International career
- 1923–1926: Czechoslovakia / 6 / (0)

= Pavel Mahrer =

Czech footballer

Pavel Mahrer (or Paul Mahrer, 23 May 1900 – 18 December 1985) was a Czech football midfielder of German-Jewish ethnicity who played at the 1924 Summer Olympics. Bank clerk and merchant by occupation, Mahrer played professionally in Czechoslovakia and the United States.

==Club career==
Mahrer began his career with Teplitzer FK. In 1923, he joined DFC Prag before moving to the United States in 1926 to sign with the Brooklyn Wanderers of the American Soccer League.
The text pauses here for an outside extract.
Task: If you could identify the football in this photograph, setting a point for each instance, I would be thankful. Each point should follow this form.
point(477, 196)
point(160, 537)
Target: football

He returned to Czechoslovakia after the season, but was back in the United States in December 1928. At that time, he joined the Hakoah All Stars in the Eastern Professional Soccer League. In 1929, Hakoah moved to the American Soccer League, where Mahrer played until the fall of 1931. In 1932, he returned to Czechoslovakia to sign with Teplitzer FK. In 1933, he moved to DFC Prag, where he finished his career in 1936. After the German occupation of the Sudetenland, he was imprisoned at the Theresienstadt concentration camp on account of his Jewish ethnicity. He survived World War II and died in 1985 in the United States.

==International==
Mahrer earned six caps with the Czechoslovakia national football team between 1923 and 1926. In 1924, he played two games for the Czechoslovak Olympic football team at the 1924 Summer Olympics.